Anneler Günü denildiğinde içi ‘pıt pıt’ eden, sosyal medyada duygusal mesajlar paylaşan, günler öncesinden hediyesini hazırlayan milyonlar var…
Ama Babalar Günü geldiğinde aynı kalp sesleri nedense biraz kısık çıkar.
Unutulduğundan değil belki, ama geri planda kaldığından…
Benim için Babalar Günü hiçbir zaman Anneler Günü kadar görünür olmadı.
Belki annelikle özdeşleşen şefkatin daha kolay sarılmasındandı…
Belki de reklamlardan kampanyalara kadar her şeyin anneleri parlatıp babaları sessiz bir köşeye bırakmasındandı…
Ama mesele sadece görünürlük değil.
Uzmanlar diyor ki: Babalarla çocukları arasında gerçek bir sevgi bağı kurulmadıkça, Babalar Günü hiçbir zaman hak ettiği anlamı kazanamayacak.
Çünkü toplumun zihninde hâlâ yaygın bir kod var,
Baba = Otorite.
Anne = Şefkat.
Bu anlayış, çocuğun kendini güvende hissettiği limanı hep anneye çekerken, babayı duvar gibi uzakta bırakıyor.
Oysa baba, sadece eve ekmek getiren değil; çocuğun elini tutan, diz çöküp göz hizasında konuşan, birlikte resim yapan, oyun oynayan, duygusunu paylaşan kişi olmalı.
Aile içinde görev paylaşımı yalnızca fiziksel değil, duygusal olarak da dengelenmeli.
Eğer çocukla kurulan o bağ sadece annenin sırtına yüklenirse,ne babalık gelişir, ne de çocukluk tam yaşanır.
Özellikle 3–6 yaş arası…
Uzmanların “fallik dönem” dediği bu dönemde, babanın çocukla kurduğu duygusal temas hayat boyu sürecek bir ilişkinin temeli oluyor.
Ama ne yazık ki birçok baba, ya kendi isteğiyle ya da eşin yönetici konumuna geçmesiyle bu sürecin dışında kalıyor.

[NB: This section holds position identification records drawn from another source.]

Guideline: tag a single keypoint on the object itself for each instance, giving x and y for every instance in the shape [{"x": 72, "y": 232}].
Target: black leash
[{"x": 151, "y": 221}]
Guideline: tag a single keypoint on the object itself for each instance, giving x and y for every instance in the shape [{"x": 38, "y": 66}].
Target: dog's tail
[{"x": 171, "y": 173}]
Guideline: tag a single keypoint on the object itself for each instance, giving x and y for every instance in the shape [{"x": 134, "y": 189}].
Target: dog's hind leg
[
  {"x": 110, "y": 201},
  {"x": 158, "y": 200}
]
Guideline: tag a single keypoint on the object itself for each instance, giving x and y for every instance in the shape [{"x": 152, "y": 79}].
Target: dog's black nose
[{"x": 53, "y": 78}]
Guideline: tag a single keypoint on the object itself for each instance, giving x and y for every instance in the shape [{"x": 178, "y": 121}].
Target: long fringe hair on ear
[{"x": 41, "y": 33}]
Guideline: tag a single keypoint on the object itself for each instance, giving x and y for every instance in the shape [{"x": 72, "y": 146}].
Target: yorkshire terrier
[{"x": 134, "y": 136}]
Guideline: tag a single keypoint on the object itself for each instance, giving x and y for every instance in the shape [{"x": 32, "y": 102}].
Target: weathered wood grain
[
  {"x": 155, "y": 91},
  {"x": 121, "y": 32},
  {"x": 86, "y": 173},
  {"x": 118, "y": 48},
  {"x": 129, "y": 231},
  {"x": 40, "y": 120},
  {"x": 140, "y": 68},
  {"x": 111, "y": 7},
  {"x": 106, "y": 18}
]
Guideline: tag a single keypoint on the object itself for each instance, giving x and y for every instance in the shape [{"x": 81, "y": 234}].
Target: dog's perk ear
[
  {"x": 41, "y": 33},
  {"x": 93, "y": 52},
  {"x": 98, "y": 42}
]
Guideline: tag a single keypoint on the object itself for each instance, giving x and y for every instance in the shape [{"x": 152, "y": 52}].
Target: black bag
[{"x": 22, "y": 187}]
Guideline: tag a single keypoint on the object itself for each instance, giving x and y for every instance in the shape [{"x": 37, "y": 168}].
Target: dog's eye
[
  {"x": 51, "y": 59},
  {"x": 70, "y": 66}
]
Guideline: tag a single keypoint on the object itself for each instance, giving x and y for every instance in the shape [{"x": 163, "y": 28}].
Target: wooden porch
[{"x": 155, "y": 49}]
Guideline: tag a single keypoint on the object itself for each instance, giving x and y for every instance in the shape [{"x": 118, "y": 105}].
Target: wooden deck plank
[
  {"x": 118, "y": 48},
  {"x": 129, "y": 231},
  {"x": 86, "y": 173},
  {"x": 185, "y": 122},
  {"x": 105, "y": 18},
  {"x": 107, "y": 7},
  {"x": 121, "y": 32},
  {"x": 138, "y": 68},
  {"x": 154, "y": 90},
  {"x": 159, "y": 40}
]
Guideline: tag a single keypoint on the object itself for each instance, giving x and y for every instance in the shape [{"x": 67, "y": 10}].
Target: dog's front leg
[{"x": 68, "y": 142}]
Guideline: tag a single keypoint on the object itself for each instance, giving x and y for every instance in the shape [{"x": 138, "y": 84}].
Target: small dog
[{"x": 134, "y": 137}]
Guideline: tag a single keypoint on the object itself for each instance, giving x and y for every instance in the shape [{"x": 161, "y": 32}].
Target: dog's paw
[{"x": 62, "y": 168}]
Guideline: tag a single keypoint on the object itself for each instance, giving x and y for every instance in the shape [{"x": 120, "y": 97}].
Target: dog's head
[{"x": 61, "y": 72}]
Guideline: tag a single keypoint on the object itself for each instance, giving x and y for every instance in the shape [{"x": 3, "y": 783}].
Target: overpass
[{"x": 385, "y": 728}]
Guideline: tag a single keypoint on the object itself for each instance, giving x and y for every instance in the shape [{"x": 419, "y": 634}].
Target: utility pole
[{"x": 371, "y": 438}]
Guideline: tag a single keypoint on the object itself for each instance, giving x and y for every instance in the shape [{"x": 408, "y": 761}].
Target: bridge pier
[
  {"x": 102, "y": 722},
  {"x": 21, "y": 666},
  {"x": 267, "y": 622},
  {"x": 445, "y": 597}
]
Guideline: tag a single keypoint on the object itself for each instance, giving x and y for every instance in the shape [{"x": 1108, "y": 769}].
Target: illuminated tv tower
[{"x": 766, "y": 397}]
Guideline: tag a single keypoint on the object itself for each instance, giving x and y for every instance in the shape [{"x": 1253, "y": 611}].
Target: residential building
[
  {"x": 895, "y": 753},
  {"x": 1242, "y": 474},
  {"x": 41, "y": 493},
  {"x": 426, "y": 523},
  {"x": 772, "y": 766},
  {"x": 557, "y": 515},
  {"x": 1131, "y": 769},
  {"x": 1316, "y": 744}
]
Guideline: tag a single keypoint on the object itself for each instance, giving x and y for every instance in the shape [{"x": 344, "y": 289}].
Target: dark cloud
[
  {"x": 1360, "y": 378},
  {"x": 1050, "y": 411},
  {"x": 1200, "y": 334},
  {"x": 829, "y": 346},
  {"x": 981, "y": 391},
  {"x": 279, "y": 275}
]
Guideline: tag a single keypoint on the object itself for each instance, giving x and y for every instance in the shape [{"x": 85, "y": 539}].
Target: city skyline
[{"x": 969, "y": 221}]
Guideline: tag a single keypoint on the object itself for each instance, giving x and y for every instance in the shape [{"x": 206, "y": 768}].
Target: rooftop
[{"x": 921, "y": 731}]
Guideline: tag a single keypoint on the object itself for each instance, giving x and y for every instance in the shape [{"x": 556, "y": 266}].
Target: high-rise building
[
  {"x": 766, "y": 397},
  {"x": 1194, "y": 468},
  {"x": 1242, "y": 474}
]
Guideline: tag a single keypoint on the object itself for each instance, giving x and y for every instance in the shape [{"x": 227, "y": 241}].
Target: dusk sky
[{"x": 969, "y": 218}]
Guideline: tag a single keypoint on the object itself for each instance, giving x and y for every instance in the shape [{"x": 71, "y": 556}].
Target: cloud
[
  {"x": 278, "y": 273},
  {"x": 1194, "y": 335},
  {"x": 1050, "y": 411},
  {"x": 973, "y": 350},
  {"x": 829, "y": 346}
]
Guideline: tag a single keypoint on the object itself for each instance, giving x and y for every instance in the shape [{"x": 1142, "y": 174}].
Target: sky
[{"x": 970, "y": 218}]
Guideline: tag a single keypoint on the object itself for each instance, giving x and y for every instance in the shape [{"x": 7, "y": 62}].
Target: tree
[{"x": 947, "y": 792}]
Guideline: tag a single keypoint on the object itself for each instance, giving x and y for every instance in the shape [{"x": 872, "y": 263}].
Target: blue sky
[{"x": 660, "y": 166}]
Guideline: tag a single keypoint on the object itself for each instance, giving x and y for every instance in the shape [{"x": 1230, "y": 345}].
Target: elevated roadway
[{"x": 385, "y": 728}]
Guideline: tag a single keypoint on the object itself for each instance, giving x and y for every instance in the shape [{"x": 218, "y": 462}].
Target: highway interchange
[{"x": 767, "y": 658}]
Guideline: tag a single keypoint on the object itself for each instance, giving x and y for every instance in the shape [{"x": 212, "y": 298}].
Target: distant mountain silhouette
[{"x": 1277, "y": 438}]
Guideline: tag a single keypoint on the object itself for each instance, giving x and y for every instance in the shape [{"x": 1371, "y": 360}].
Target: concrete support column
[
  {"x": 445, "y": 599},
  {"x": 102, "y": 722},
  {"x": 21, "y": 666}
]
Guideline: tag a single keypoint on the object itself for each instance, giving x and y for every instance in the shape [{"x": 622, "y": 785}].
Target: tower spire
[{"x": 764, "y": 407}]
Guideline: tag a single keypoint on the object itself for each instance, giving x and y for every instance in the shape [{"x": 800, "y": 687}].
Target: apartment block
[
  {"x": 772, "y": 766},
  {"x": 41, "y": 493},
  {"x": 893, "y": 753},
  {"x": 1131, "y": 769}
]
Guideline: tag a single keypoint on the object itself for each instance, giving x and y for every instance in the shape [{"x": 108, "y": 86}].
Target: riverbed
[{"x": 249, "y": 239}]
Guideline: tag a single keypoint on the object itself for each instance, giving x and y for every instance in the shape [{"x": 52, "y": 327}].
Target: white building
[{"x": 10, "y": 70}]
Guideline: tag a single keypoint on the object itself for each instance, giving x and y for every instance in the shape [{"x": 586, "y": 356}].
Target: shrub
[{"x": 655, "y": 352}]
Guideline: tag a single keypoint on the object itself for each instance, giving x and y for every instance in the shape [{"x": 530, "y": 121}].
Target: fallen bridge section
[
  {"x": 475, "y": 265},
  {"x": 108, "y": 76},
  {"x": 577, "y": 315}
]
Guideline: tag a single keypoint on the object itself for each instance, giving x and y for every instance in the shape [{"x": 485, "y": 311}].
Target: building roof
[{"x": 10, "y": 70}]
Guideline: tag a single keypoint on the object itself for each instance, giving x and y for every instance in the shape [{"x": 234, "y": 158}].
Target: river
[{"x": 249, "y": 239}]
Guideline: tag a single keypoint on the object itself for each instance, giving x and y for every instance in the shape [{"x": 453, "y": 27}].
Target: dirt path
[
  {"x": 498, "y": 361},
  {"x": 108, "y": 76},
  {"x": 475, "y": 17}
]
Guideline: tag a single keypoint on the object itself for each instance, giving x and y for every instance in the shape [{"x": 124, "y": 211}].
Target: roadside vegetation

Ve işte o zaman, sadece çocuk babadan uzaklaşmıyor… Babalar da, Babalar Günü’nden uzaklaşıyor.
Babalar Günü’nü anlamlı kılmak için önce bu zihniyeti değiştirmemiz gerekiyor.
Şefkat sadece annenin hakkı değil.
Kural koymak sadece babanın görevi değil.
Sevgi, ilgi, oyun, sarılmak, anlamaya çalışmak… Bunların hepsi her iki ebeveynin de sorumluluğu.
Bugün Babalar Günü.
Sadece hediye alınacak bir gün değil; bir özlem, bir telafi, bir anlayış günü.
Yanımızda olan babalara bir teşekkür, aramızdan ayrılanlara bir dua, ulaşamadıklarımıza bir iç geçirme günü…
Çünkü baba olmak sadece doğurmadığın bir kalbe yön vermek değil; o kalpte kendine bir güven duygusu yerleştirebilmektir.
Ve biliyorum ki…
Babasının eğittiği bir evlat, milletin de umududur.